Monday, February 25, 2008

Hidden Home Hazards


The strong sense of comfort we feel as we unwind at home often makes us vulnerable to objects that appear harmless. We believe that danger exists outside, not within our homes. After all we've designed our personal spaces to adapt to our needs to kick back and relax. But the Consumer Products Safety Commission (CPSC) advised that 33.1 million people suffer injuries related to products in the home. The Commission advised the top 5 hidden hazards as follows:

Magnets: Toys that contain small magnetic components are dangerous as small magnets that can detach from the rest of the toy can be swallowed by small children. When opposite poles of these magnetic pieces are swallowed or, if these are swallowed together with a metallic object; these pieces can re-attach and remain trapped within the child's intestinal tract.
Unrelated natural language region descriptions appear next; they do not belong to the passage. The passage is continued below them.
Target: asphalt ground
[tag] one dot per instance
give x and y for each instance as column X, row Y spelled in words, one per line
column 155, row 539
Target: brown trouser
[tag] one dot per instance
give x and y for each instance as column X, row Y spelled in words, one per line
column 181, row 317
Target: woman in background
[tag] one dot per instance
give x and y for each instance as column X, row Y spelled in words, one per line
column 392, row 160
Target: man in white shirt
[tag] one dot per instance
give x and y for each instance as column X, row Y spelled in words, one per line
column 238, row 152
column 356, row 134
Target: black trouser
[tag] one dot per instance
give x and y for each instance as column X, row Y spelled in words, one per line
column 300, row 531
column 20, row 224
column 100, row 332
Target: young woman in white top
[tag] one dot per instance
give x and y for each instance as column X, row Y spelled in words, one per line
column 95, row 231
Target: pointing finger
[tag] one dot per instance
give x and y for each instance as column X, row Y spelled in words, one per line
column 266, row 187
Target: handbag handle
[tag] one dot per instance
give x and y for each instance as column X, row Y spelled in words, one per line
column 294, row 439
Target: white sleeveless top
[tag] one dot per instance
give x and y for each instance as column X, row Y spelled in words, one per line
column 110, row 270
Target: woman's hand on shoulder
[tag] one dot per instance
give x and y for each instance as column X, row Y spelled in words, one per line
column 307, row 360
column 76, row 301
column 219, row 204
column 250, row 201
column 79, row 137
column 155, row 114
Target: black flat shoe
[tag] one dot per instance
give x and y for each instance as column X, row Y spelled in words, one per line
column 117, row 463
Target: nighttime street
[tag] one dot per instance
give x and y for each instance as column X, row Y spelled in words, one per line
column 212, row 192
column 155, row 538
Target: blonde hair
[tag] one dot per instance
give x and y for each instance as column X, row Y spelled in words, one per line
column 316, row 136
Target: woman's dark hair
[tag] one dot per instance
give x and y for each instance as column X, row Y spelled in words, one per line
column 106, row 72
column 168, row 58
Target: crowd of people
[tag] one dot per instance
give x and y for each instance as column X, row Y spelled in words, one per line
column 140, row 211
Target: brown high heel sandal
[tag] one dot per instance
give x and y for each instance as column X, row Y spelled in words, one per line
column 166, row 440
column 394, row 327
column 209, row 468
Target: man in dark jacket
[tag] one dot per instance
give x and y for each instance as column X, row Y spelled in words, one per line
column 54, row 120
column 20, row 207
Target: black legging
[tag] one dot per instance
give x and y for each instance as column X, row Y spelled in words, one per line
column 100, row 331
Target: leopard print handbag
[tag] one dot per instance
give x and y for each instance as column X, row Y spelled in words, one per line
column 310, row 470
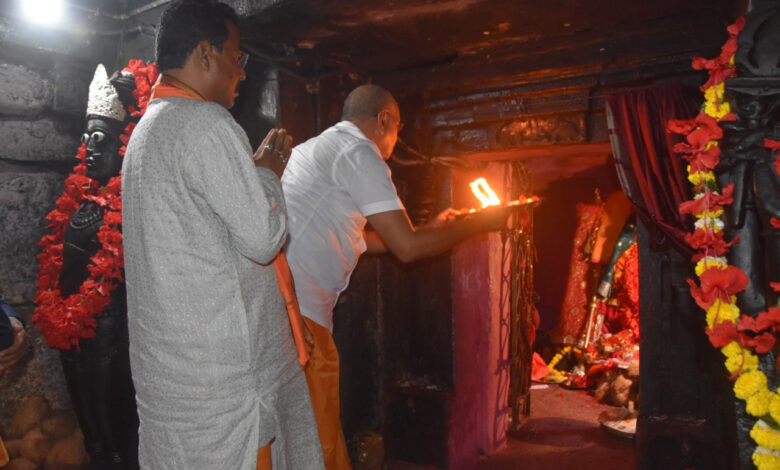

Since 2005, magnets have been the cause of 1 reported death and 86 reported injuries. Toys with small magnets have been recalled to prevent further injuries. The Commission further advised that such toys should only be given to children over 6 years of age.

Furniture Tip Overs: Furniture, and home appliances can tip over and crush young children. Injuries and some deaths occur when children climb over, fall or pull themselves up against these. Children will less likely climb onto furniture and appliances if there are no objects placed over the top of TVs, shelves and counter tops. Such objects such as toys and food can attract children.

Windows, Blinds and Drapes: Children can fall off windows or can be trapped by window cords. Loops used to close or draw blinds and drapes can trap and strangle children. Thousands of children under the age of 10 have been known to fall off windows causing 9 deaths per year on average. Secure loose loops of window blinds so that these are kept from children's reach. Install window guards or stops as screens will not be sufficient to stop a child from falling.

Pool and Spa Drains: Broken drain covers in pools can present hazards to all ages. The suction from a draining pool is so powerful that it can hold an adult under water. Small children can be defenseless when their small bodies are sucked against the drain or when hair gets pulled and entangled. Parents should check that pools have drain covers in place before allowing their child to enter a pool. Safety Vacuum Release Systems can also be installed to shut off the pool's pump when a drain is blocked.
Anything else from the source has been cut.